The bicarbonate of soda is also where it of course gets it’s name from.
For flavour of course. I recommend using sea salt but you can experiment with different kinds of salt to get your perfect flavour. Hawkhead Whisky Smoked Salt in particular is to die for in Soda Bread – trust me!
If we’re going for a traditional soda bread, it has to be buttermilk. Buttermilk already has it’s own acidity to it, so reacts perfectly with the bicarbonate of soda – no additional ingredients required.
If however you can’t get hold of buttermilk, or you want the option to make it without, you can substitute with a standard milk (preferably whole-fat or soya, although others can be used too), and a tablespoon of vinegar or lemon juice, to create the missing acidity. I would always recommend using slightly less milk in this instance, as buttermilk tends to be naturally thicker. See the recipe notes for more info.
Granny’s Top Tips
• Much like scones, Soda Bread needs a light touch. You don’t want to overwork your dough, or you risk knocking the air out of it before it’s had a chance to bake. The less you can handle it, the better – you want the dough to be just combined and no more.

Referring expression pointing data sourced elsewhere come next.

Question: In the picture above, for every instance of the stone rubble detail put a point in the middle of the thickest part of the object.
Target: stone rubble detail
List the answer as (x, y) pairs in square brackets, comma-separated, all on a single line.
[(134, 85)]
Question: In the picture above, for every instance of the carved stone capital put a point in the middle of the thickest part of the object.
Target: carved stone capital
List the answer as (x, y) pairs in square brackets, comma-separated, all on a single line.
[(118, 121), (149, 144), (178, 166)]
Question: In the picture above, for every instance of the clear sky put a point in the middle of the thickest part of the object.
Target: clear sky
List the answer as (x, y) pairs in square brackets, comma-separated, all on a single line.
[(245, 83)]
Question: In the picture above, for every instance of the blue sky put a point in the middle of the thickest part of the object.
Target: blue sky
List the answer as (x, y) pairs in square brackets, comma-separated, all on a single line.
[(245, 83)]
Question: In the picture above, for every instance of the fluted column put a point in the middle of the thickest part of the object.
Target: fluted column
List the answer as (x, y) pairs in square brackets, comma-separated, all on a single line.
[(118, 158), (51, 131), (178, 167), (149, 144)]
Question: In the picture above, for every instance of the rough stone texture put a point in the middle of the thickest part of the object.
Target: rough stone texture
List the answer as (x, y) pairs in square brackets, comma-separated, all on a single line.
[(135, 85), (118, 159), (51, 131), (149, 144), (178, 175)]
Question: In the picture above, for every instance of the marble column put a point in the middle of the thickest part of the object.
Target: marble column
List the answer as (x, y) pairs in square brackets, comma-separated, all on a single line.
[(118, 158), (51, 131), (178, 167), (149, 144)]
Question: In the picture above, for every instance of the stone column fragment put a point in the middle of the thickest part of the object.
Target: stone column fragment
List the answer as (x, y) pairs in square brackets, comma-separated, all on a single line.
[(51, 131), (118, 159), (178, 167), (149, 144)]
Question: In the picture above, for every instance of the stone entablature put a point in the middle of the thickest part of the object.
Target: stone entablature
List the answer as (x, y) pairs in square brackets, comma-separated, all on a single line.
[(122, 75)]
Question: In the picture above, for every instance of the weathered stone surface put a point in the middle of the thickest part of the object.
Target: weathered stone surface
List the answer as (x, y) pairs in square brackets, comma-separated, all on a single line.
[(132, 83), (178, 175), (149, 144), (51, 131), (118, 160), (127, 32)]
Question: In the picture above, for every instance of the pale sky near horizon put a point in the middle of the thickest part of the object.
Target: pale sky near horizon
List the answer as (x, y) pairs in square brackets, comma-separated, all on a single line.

• Some people assume that the cross cut into the top of your loaf has religious connotations but that’s not the case – it’s simply to aid in the rising and baking of your bread. Without it, it would be too heavy to rise sufficiently and burnt on the outside, whilst still being doughy in the middle. Using a sharp knife will give you the most uniform cross cut.
• If possible, allow your bread to cool for 30 minutes before slicing. It can be tempting to tuck in straight away, but cutting too soon can risk the loaf collapsing and seeming doughy & under-baked.
- Pre-heat your oven to 200°c (190°c for fan assisted ovens, or Gas Mark 6). Line a baking sheet with a piece of greaseproof paper and set aside.
- Sift the flour, bicarbonate of soda and salt into a large bowl. Make a well into the middle before pouring in the buttermilk.
- Gently stir together, being caution not to mix too vigorously. Once the wet and dry ingredients have started to come together and you can no longer mix with a spoon/spatula, use your hand to form it into a soft, slightly sticky dough.
- Turn the dough onto a well-floured surface and very gently knead it into a loose ball – try not to knead it more than 2-4 turns to do this.
- Gently lift the ball of dough onto your prepared baking sheet. Gently press to flatten a little, before cutting a cross over the top of your soda bread.
- Bake in your pre-heated oven for about 30 minutes, until golden brown.
- Allow your loaf to cool for at least 30 minutes before slicing. Soda Bread will keep in a sealed container, or wrapped in cling film for a couple of days.